I do see how that separate consciousness can be so fruitful, and now I see better how and why Joseph Conrad's Heart of Darkness is included in the postcolonial literary canon. Thank you for helping me make that connection Professor Grobstein!
cultural and individual identities
"I cannot figure out how myself affect cultures"
A wonderfully rich set of thoughts. And perhaps one that has within it an answer to the question you pose. As you say, you don't feel differently, or perhaps act differently, until you move from one culture to another. This "cultural schizophrenia" is what Fritz Fanon and WEB Dubois have called "dual consciousness," and occurs in many people who for one reason or another live lives in several different cultures.
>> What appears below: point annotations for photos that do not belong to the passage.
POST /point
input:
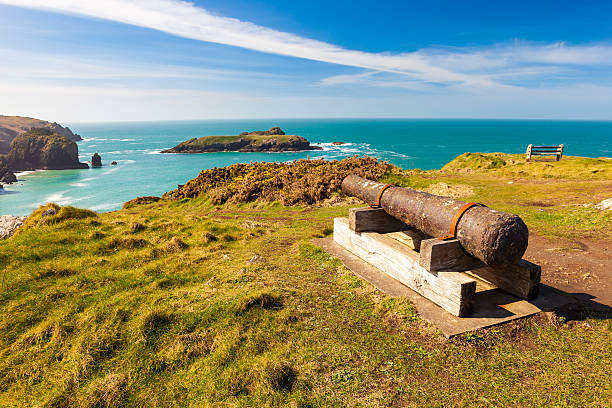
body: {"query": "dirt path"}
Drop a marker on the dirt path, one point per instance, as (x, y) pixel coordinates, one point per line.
(583, 268)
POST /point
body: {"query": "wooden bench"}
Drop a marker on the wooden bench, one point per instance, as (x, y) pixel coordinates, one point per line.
(556, 151)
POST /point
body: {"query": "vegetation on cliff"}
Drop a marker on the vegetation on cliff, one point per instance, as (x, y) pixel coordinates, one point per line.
(199, 303)
(43, 149)
(299, 182)
(273, 140)
(12, 126)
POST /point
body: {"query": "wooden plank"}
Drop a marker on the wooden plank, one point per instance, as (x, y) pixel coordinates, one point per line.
(453, 291)
(438, 255)
(374, 220)
(522, 279)
(411, 238)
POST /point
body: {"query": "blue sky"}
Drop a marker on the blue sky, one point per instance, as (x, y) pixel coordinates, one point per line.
(116, 60)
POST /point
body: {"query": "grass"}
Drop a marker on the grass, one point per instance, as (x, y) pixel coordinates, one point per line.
(230, 304)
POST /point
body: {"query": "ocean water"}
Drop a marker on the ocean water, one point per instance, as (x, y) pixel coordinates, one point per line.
(142, 170)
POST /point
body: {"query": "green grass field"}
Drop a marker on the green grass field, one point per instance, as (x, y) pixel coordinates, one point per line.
(191, 303)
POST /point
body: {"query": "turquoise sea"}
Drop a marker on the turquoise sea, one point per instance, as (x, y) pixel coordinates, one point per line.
(142, 170)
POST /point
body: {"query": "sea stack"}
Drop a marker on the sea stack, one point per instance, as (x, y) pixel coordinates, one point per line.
(6, 175)
(96, 160)
(43, 149)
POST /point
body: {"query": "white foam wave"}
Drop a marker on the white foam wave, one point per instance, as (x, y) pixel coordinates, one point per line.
(59, 198)
(333, 151)
(106, 206)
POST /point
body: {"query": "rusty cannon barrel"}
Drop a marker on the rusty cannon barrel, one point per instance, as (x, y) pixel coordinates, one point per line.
(496, 238)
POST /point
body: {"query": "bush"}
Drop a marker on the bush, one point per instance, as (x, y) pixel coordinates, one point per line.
(298, 182)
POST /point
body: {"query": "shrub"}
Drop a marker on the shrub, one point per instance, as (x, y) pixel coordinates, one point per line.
(298, 182)
(140, 201)
(264, 300)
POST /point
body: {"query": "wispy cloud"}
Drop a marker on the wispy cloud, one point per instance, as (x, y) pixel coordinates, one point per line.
(38, 65)
(187, 20)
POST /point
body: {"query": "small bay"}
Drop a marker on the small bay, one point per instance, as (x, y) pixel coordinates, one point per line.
(408, 143)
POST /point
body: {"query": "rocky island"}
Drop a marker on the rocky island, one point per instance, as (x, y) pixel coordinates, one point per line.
(43, 149)
(13, 126)
(273, 140)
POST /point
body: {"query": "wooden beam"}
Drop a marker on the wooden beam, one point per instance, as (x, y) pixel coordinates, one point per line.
(453, 291)
(369, 219)
(411, 238)
(522, 279)
(438, 255)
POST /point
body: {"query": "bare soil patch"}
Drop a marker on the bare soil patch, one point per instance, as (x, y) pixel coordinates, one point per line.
(581, 267)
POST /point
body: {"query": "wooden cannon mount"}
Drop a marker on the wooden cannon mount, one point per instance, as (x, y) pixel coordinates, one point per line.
(439, 270)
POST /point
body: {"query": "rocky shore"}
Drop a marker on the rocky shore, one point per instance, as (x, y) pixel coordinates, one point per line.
(9, 224)
(13, 126)
(43, 149)
(273, 140)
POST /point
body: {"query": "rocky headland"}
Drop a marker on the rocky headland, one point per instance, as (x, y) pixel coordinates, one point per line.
(43, 149)
(8, 225)
(13, 126)
(6, 174)
(273, 140)
(96, 160)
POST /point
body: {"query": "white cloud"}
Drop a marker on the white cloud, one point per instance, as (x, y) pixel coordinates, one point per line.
(186, 20)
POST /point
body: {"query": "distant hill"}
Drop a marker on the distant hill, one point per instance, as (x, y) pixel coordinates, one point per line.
(12, 126)
(273, 140)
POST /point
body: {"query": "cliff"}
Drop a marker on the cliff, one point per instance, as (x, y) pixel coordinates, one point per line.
(43, 149)
(12, 126)
(273, 140)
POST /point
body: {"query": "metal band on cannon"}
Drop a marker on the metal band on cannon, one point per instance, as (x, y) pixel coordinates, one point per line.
(456, 218)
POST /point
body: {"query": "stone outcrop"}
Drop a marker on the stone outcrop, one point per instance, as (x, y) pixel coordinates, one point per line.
(13, 126)
(273, 140)
(9, 224)
(275, 131)
(6, 175)
(96, 160)
(43, 149)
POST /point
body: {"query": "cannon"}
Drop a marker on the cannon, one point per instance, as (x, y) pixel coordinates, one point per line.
(496, 238)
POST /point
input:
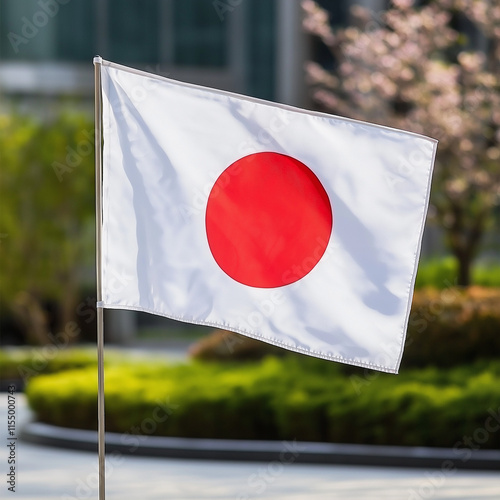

Maybe it is people with dual consciousness who have the biggest impact on cultures, if for no other reason than because they themselves transmit to one culture aspects of another? And perhaps because they are aware of (conscious of?) both the ableing and the disabling aspects of cultures in ways others aren't? So maybe indeed its best to ask who one is before asking what one's cultural identity is, and that's most readily done by people who have experience with dual consciousness?
Interesting also to think more about what dual consciousness means in terms of brain organization.